After you retire, do you still need financial planning? And can you afford it?
The answer to the first question is clearly “yes.” The answer to the second is “It depends.” At times it’s true that a financial planner becomes unaffordable in retirement. This is especially likely to be true if you have under $100,000 in retirement savings, you don’t own real estate other than your home, and your primary income is Social Security.
Ironically, if you have a fee-only financial planner who is your advocate, chances are when you retire and no longer can afford them that they will tell you to fire them before you do. I’ve done this with several clients. If you aren’t sure you can afford continued financial planning, the best thing to do is raise the question with your planner. As a fiduciary, they are obliged to put your interests first even to the point of recommending their own firing.
Yet even when their financial plans can fully fund ongoing advice and support, some retirees succumb to a fear-based money script that ongoing advice is too expensive. They make an emotional decision that they can’t afford financial planning once they no longer have earned income. Cutting this particular expense is especially ironic, considering that many advisors will include the cost of ongoing investment and financial planning advice in their retirement income projections.
In many ways, the transition from employment to retirement is a time when financial planning can be most valuable. Going from accumulating money to consuming it requires a lot of critical financial decisions in your tax planning, income planning, estate planning, health care, investments, and Social Security. In addition to the financial complexities, most of these decisions have a large emotional component which presents challenges that are hard to see and resolve without professional guidance.
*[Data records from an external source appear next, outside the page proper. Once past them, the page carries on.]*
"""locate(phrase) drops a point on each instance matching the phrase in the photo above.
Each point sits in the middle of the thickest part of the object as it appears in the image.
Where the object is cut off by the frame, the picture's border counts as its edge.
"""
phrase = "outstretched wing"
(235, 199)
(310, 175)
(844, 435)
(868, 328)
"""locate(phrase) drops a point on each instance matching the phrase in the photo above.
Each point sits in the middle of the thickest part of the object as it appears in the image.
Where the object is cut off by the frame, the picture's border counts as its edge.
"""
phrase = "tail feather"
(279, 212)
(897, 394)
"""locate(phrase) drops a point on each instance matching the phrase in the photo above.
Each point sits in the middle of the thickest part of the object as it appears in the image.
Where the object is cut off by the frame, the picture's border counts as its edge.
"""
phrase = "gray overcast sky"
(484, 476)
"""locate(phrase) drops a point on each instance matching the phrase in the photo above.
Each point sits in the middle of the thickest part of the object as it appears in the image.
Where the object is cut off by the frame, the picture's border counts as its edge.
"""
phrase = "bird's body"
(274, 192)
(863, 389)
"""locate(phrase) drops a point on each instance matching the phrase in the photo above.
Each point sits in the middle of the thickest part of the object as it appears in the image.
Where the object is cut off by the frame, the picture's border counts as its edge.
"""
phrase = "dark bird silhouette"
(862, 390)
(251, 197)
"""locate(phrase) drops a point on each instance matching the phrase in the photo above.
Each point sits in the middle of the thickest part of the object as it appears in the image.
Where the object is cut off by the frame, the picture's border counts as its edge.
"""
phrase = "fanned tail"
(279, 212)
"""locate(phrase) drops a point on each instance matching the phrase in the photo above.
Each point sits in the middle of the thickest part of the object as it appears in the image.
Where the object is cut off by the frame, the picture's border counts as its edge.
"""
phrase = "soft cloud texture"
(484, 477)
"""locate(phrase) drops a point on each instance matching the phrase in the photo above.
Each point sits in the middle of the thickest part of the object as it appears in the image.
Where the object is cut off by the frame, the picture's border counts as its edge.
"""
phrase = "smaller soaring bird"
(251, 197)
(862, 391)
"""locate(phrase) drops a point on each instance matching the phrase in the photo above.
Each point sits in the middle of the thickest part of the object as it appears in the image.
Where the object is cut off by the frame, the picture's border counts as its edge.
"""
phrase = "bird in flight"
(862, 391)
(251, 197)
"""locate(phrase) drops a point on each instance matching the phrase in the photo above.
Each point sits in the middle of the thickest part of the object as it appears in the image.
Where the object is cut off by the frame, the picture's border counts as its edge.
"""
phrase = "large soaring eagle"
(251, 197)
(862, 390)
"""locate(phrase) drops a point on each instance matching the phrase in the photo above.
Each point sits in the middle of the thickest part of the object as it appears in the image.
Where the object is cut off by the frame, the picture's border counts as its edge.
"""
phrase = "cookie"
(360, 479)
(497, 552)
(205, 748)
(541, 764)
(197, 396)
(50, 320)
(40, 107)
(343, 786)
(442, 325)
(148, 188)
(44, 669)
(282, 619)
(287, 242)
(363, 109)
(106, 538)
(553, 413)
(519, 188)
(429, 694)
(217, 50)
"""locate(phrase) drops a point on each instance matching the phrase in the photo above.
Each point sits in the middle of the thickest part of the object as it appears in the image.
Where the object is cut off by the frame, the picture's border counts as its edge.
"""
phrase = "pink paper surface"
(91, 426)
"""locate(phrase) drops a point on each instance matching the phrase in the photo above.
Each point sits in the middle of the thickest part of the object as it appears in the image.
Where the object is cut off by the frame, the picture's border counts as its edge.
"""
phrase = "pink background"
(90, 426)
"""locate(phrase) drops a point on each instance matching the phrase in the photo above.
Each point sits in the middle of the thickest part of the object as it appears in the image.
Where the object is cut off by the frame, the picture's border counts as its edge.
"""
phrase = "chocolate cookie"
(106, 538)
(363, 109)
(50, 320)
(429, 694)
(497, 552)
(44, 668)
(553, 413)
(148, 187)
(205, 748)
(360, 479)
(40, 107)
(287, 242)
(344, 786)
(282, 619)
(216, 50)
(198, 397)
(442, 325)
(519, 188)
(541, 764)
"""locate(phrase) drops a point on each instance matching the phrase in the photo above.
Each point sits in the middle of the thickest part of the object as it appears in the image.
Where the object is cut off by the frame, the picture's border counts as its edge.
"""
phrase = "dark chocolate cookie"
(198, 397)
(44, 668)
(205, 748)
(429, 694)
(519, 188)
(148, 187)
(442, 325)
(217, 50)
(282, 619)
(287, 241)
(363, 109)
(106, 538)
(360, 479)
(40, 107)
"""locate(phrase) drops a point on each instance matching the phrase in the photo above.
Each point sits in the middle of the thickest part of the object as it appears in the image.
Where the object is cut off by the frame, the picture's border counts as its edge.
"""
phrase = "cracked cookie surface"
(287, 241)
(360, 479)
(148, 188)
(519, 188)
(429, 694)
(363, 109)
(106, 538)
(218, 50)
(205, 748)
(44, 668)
Like all professional services, financial guidance isn’t free. You can elect to do it yourself after you retire. You can also end up costing yourself far more in financial missteps than you save in planning fees. The intangible benefits that a planner provides can save you from making costly mistakes.
It’s a myth that finances get easier in retirement. In many ways they become more complicated. It’s all too easy for anyone to make the wrong financial decisions when going it alone. As we age, the possibility of declining cognitive abilities puts us even more at risk for financial mistakes. Like planning for retirement, planning in retirement is a dynamic process that never ends.
Retirement is similar to traveling to a foreign country that you’ve never visited. It takes a lot of time, research, and planning to prepare for the journey. Once you reach your destination, you’re more likely to get the most out of the experience if you have a guide. Someone who knows the landscape, the language, the places to visit, and the places to avoid can be an invaluable resource.
It would make no sense to invest $20,000 into a jungle safari, only to decide on the day you enter the jungle that you need to fire your guide because you can’t afford their $1,000 fee. While you might “save” that $1,000, you may end up spending thousands more and missing out on many of the trip’s most memorable experiences because of your incomplete knowledge.
Retirement is one of the most significant life transitions you will go through. It impacts every aspect of your well-being: emotional, physical, and financial. Having a trusted guide to help negotiate the overwhelming number of details that need to be dealt with can be essential. There is great value in knowing a trusted financial advisor has your back.